Thanks, He does not wear pull-ups at school, he just visits the restroom frequently and is able to change his own clothes. The kids know he has a medical problem, but children this age like to tease any one who acts different. We pray help or change comes soon.

05/13/2011 02:59 PM  Top
KET
KETPosts: 194
Member

I really feel you need to talk to the teachers, nurse, and or principle about what is going on. This type of teasing can turn into very ugly. It is a from of bullying. Schools now days have some really strict rules against bullying. Only thing is they can't help if they don't know about it. It's really important also that you keep talking to your son, letting me know that he isn't alone with this problem.

Is your son taking extra clothes to school with him? If he wears pull-up instead of or under his underwear, he may not have to carry extra clothes to school with him. In fact, if you talk to the school, they may have a place that can keep extra's for him so he doesn't have to carry them around with him. If he does end up wetting his pull-up, at least his pants should be dry.
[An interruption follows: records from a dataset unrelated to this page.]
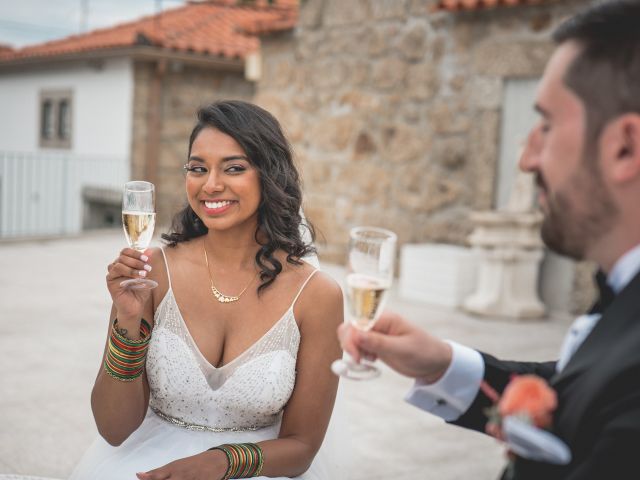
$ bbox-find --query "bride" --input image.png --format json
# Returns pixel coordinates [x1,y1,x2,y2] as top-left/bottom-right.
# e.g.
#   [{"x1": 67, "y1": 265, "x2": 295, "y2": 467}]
[{"x1": 71, "y1": 101, "x2": 343, "y2": 480}]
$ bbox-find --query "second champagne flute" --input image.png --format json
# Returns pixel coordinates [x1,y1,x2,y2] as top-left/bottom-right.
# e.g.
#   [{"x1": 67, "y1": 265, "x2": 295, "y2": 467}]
[
  {"x1": 331, "y1": 227, "x2": 397, "y2": 380},
  {"x1": 120, "y1": 181, "x2": 158, "y2": 289}
]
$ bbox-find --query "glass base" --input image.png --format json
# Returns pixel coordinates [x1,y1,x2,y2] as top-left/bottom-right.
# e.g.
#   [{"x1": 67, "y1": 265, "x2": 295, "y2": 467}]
[
  {"x1": 331, "y1": 360, "x2": 380, "y2": 380},
  {"x1": 120, "y1": 278, "x2": 158, "y2": 290}
]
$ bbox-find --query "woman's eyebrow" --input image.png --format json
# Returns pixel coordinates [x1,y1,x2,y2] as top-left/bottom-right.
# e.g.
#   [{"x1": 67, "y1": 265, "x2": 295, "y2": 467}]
[
  {"x1": 222, "y1": 155, "x2": 249, "y2": 162},
  {"x1": 189, "y1": 155, "x2": 249, "y2": 163}
]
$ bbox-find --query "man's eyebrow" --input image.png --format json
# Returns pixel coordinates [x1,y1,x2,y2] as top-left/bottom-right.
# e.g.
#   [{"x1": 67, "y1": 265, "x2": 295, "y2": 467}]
[{"x1": 533, "y1": 103, "x2": 551, "y2": 118}]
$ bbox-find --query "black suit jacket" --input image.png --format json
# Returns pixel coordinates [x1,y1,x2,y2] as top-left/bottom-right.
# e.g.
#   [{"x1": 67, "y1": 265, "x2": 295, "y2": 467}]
[{"x1": 453, "y1": 274, "x2": 640, "y2": 480}]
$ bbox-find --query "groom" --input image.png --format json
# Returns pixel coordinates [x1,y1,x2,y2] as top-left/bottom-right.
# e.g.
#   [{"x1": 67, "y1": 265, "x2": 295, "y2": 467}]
[{"x1": 339, "y1": 0, "x2": 640, "y2": 480}]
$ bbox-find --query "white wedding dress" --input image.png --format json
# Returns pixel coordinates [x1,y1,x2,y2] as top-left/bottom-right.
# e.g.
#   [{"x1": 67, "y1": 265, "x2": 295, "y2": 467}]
[{"x1": 70, "y1": 251, "x2": 346, "y2": 480}]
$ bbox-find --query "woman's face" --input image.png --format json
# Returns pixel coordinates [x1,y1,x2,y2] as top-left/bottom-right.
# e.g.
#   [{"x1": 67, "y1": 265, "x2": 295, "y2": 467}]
[{"x1": 186, "y1": 127, "x2": 261, "y2": 231}]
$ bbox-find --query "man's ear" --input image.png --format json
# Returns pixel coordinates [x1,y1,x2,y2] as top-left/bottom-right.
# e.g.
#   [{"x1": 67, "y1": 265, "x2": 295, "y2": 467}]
[{"x1": 600, "y1": 113, "x2": 640, "y2": 183}]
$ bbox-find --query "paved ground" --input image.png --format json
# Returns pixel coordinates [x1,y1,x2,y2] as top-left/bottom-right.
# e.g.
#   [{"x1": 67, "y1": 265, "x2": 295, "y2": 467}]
[{"x1": 0, "y1": 232, "x2": 570, "y2": 480}]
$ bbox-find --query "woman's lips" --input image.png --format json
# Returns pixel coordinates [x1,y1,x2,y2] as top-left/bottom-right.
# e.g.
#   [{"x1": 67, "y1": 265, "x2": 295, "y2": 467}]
[{"x1": 202, "y1": 200, "x2": 236, "y2": 215}]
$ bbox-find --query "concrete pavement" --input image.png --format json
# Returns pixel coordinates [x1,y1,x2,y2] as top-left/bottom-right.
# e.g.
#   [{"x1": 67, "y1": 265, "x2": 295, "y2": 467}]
[{"x1": 0, "y1": 231, "x2": 571, "y2": 480}]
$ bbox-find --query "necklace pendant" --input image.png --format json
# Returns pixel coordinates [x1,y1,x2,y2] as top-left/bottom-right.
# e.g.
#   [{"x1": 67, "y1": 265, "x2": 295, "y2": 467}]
[{"x1": 211, "y1": 284, "x2": 240, "y2": 303}]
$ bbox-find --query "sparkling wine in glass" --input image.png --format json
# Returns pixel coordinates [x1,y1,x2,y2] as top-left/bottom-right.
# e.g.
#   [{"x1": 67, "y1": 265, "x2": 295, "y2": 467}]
[
  {"x1": 331, "y1": 227, "x2": 397, "y2": 380},
  {"x1": 120, "y1": 181, "x2": 158, "y2": 289}
]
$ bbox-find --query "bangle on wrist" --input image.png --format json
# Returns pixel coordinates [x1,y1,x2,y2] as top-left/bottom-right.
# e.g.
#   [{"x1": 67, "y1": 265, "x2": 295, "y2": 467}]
[{"x1": 104, "y1": 318, "x2": 151, "y2": 382}]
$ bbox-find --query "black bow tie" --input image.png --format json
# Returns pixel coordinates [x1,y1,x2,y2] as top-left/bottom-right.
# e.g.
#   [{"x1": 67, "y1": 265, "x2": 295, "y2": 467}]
[{"x1": 589, "y1": 270, "x2": 616, "y2": 314}]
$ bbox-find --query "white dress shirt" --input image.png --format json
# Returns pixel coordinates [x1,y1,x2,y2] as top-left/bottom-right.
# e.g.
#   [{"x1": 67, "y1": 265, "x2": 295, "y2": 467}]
[{"x1": 405, "y1": 245, "x2": 640, "y2": 421}]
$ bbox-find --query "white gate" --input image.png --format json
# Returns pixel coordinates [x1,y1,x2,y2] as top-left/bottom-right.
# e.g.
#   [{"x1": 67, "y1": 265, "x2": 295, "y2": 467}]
[{"x1": 0, "y1": 152, "x2": 129, "y2": 238}]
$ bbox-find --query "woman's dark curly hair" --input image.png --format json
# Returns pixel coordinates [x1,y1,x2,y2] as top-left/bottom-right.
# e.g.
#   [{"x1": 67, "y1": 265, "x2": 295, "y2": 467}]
[{"x1": 162, "y1": 100, "x2": 315, "y2": 293}]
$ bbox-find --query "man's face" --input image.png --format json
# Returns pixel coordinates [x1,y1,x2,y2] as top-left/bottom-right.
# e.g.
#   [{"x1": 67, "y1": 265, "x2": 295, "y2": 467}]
[{"x1": 520, "y1": 42, "x2": 615, "y2": 259}]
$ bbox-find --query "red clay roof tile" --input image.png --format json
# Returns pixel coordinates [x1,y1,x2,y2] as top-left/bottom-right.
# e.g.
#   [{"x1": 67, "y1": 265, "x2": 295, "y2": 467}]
[{"x1": 0, "y1": 0, "x2": 298, "y2": 63}]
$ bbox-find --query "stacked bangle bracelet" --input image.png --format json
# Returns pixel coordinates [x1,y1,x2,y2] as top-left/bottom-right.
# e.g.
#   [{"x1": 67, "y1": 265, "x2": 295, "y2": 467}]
[
  {"x1": 209, "y1": 443, "x2": 264, "y2": 480},
  {"x1": 104, "y1": 318, "x2": 151, "y2": 382}
]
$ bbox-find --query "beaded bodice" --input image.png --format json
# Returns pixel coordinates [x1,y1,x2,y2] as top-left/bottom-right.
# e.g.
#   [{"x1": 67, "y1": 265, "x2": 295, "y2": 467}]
[{"x1": 146, "y1": 252, "x2": 313, "y2": 431}]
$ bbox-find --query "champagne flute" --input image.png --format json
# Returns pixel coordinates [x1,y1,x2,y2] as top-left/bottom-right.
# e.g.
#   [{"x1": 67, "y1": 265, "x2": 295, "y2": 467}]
[
  {"x1": 331, "y1": 227, "x2": 398, "y2": 380},
  {"x1": 120, "y1": 181, "x2": 158, "y2": 289}
]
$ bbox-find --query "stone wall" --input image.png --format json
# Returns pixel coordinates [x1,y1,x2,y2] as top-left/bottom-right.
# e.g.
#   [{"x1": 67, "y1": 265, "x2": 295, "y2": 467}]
[
  {"x1": 131, "y1": 62, "x2": 255, "y2": 231},
  {"x1": 256, "y1": 0, "x2": 588, "y2": 312}
]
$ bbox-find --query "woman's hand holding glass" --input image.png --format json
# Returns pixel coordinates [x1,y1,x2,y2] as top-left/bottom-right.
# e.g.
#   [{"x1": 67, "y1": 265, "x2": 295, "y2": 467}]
[{"x1": 107, "y1": 248, "x2": 151, "y2": 323}]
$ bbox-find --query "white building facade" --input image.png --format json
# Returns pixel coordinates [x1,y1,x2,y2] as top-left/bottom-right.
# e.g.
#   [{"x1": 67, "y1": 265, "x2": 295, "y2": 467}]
[{"x1": 0, "y1": 57, "x2": 134, "y2": 238}]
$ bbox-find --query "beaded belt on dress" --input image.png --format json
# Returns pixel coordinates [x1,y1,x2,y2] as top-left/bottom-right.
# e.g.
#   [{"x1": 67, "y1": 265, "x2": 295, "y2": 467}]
[{"x1": 149, "y1": 407, "x2": 273, "y2": 433}]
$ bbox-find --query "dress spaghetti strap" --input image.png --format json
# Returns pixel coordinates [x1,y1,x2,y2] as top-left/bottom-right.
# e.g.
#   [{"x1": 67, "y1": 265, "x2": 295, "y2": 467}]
[{"x1": 290, "y1": 268, "x2": 320, "y2": 308}]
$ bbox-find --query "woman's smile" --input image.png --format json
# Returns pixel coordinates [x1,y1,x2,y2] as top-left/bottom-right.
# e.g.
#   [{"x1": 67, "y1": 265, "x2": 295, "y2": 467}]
[{"x1": 202, "y1": 200, "x2": 238, "y2": 215}]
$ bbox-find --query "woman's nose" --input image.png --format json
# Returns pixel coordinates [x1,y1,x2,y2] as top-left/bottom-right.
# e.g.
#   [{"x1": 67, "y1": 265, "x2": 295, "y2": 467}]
[{"x1": 202, "y1": 172, "x2": 224, "y2": 193}]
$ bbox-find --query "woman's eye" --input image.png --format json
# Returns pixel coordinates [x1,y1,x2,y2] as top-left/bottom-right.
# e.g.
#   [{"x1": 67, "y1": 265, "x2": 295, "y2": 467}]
[
  {"x1": 225, "y1": 165, "x2": 246, "y2": 173},
  {"x1": 184, "y1": 165, "x2": 207, "y2": 175}
]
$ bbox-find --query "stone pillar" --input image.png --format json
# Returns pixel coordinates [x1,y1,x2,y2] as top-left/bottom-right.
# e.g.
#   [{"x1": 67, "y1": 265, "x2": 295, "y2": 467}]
[{"x1": 463, "y1": 211, "x2": 545, "y2": 319}]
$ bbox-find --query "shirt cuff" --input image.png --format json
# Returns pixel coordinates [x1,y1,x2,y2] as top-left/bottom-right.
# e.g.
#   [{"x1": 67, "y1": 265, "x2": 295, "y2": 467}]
[{"x1": 405, "y1": 341, "x2": 484, "y2": 422}]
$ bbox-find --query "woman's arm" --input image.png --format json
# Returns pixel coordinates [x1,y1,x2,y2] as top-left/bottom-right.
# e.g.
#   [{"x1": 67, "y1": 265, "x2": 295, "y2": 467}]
[{"x1": 91, "y1": 249, "x2": 162, "y2": 445}]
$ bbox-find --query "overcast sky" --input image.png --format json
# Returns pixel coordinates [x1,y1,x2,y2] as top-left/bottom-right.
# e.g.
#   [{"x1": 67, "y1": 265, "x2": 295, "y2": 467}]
[{"x1": 0, "y1": 0, "x2": 185, "y2": 47}]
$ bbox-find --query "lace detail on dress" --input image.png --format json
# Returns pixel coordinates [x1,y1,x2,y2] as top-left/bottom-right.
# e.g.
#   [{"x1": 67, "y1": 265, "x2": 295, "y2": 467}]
[{"x1": 146, "y1": 252, "x2": 315, "y2": 430}]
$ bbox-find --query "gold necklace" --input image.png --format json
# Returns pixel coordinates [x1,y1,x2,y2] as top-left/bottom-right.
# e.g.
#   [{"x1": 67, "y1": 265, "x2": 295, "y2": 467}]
[{"x1": 202, "y1": 239, "x2": 258, "y2": 303}]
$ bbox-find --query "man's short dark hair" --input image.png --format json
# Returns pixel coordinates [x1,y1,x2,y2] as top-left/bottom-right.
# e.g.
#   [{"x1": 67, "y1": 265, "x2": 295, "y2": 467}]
[{"x1": 553, "y1": 0, "x2": 640, "y2": 147}]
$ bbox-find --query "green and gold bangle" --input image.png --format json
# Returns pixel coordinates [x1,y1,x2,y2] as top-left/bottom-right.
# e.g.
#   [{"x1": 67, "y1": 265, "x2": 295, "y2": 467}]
[
  {"x1": 209, "y1": 443, "x2": 264, "y2": 480},
  {"x1": 104, "y1": 318, "x2": 151, "y2": 382}
]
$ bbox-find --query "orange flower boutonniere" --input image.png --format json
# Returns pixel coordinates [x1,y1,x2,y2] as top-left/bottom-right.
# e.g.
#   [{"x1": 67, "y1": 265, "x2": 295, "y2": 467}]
[{"x1": 480, "y1": 375, "x2": 571, "y2": 465}]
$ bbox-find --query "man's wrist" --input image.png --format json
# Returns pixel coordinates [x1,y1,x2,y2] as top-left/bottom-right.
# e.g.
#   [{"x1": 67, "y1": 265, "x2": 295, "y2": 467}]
[{"x1": 416, "y1": 341, "x2": 453, "y2": 385}]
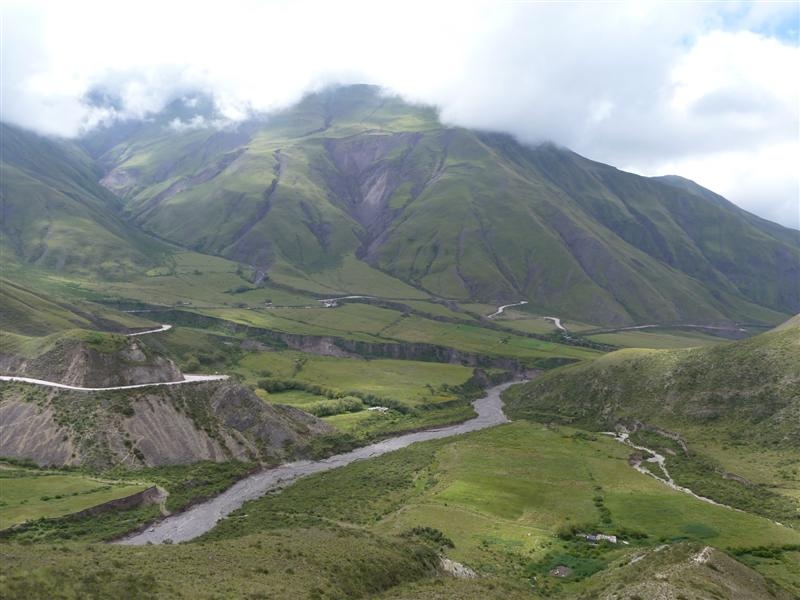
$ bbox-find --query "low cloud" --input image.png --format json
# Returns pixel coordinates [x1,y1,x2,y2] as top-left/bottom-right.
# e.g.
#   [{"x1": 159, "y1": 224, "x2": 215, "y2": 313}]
[{"x1": 2, "y1": 0, "x2": 800, "y2": 227}]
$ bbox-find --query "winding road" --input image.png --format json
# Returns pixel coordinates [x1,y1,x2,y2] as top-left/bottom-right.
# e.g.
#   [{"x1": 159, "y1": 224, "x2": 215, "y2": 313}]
[
  {"x1": 126, "y1": 326, "x2": 172, "y2": 337},
  {"x1": 0, "y1": 325, "x2": 228, "y2": 392},
  {"x1": 0, "y1": 374, "x2": 228, "y2": 392},
  {"x1": 116, "y1": 381, "x2": 520, "y2": 546},
  {"x1": 544, "y1": 317, "x2": 567, "y2": 333},
  {"x1": 486, "y1": 300, "x2": 528, "y2": 319}
]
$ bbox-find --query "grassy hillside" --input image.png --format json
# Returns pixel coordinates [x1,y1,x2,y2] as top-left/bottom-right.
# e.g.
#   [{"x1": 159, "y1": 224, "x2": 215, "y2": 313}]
[
  {"x1": 0, "y1": 124, "x2": 170, "y2": 279},
  {"x1": 0, "y1": 278, "x2": 157, "y2": 338},
  {"x1": 0, "y1": 423, "x2": 800, "y2": 600},
  {"x1": 72, "y1": 86, "x2": 800, "y2": 324},
  {"x1": 506, "y1": 326, "x2": 800, "y2": 523}
]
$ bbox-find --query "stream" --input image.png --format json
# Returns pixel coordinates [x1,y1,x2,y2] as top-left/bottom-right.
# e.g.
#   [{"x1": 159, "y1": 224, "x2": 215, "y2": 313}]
[{"x1": 116, "y1": 381, "x2": 520, "y2": 546}]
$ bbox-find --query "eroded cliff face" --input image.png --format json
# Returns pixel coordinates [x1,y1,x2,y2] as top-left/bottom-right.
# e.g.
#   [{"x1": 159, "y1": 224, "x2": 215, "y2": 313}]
[
  {"x1": 0, "y1": 336, "x2": 183, "y2": 387},
  {"x1": 0, "y1": 382, "x2": 332, "y2": 468}
]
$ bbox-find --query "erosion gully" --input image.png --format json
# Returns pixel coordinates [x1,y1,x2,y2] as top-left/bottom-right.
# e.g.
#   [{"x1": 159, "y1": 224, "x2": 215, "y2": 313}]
[{"x1": 115, "y1": 381, "x2": 520, "y2": 546}]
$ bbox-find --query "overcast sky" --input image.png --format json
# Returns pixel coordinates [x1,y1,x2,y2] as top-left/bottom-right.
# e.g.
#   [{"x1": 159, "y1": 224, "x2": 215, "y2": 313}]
[{"x1": 0, "y1": 0, "x2": 800, "y2": 227}]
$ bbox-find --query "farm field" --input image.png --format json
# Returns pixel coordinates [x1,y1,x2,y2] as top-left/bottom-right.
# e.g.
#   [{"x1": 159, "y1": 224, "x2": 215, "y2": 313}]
[
  {"x1": 0, "y1": 464, "x2": 149, "y2": 529},
  {"x1": 204, "y1": 422, "x2": 800, "y2": 597},
  {"x1": 382, "y1": 315, "x2": 600, "y2": 360},
  {"x1": 586, "y1": 329, "x2": 729, "y2": 349}
]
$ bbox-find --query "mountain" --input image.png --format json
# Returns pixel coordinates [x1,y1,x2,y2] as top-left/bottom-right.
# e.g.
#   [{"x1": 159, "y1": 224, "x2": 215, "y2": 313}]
[
  {"x1": 0, "y1": 381, "x2": 331, "y2": 470},
  {"x1": 507, "y1": 317, "x2": 800, "y2": 449},
  {"x1": 0, "y1": 124, "x2": 168, "y2": 279},
  {"x1": 4, "y1": 85, "x2": 800, "y2": 325}
]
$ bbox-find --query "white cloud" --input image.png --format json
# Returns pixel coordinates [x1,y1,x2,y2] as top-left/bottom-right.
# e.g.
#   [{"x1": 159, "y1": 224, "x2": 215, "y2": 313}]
[{"x1": 2, "y1": 0, "x2": 800, "y2": 226}]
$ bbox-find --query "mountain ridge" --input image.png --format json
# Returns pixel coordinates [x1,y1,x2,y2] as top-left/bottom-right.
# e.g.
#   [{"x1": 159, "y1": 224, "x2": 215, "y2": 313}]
[{"x1": 6, "y1": 86, "x2": 800, "y2": 325}]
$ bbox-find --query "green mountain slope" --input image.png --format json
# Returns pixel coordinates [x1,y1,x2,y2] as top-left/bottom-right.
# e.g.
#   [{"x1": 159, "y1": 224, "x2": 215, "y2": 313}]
[
  {"x1": 507, "y1": 324, "x2": 800, "y2": 448},
  {"x1": 73, "y1": 86, "x2": 800, "y2": 324},
  {"x1": 0, "y1": 124, "x2": 167, "y2": 279}
]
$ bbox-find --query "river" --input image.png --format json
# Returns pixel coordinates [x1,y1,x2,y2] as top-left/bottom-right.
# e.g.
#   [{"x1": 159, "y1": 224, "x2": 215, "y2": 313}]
[{"x1": 116, "y1": 381, "x2": 520, "y2": 545}]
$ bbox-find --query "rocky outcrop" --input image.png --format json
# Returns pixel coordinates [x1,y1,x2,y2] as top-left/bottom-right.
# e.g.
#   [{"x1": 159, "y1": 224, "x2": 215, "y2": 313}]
[
  {"x1": 0, "y1": 381, "x2": 332, "y2": 468},
  {"x1": 0, "y1": 335, "x2": 183, "y2": 387}
]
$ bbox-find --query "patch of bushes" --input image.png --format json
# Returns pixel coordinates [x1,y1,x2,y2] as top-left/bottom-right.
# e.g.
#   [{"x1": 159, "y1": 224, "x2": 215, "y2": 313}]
[
  {"x1": 303, "y1": 396, "x2": 364, "y2": 417},
  {"x1": 402, "y1": 527, "x2": 456, "y2": 549}
]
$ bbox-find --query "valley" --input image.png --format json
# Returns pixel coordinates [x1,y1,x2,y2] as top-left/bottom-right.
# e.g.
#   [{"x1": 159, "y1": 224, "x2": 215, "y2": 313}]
[{"x1": 0, "y1": 85, "x2": 800, "y2": 600}]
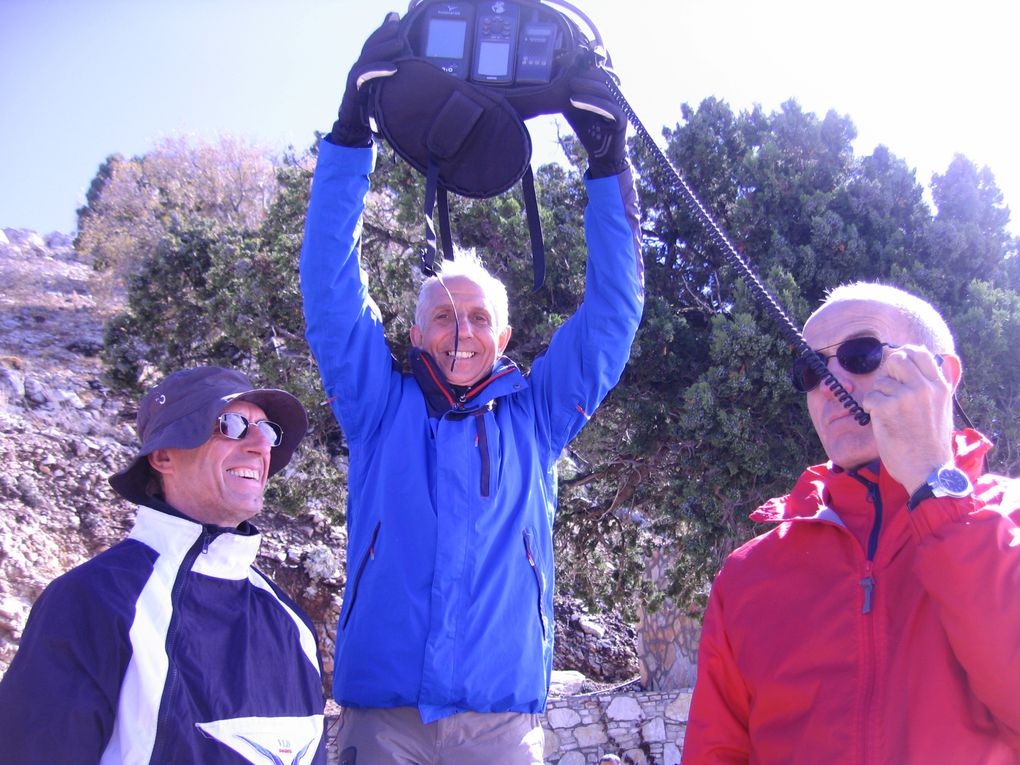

If he wets and needs to change he then should be allowed to go to the nurse's office and instead of changing clothes, he can change is underwear and no one knows unless he tells or another student see's him in the nurses office and tells.

Since I have become incontinent, I have learned it's much easier to change a wet diaper than wet pants.

Will keep you and your son in my prayers and also pray that those that are making it hard for him.

Kent

Kent~~
What we have isn't who we are.
How we deal with it, helps us become who we are.

05/13/2011 07:26 PM  Top
KwiteKontrarie
KwiteKontrariePosts: 1415
Group Leader

Welcome Hayden,

I'm sorry that your son has had to deal with this.Sad (...and sorry for the late reply. Blink )

So, am I understanding that your son was at one time continent? He's only had daytime incontinence since he was 5?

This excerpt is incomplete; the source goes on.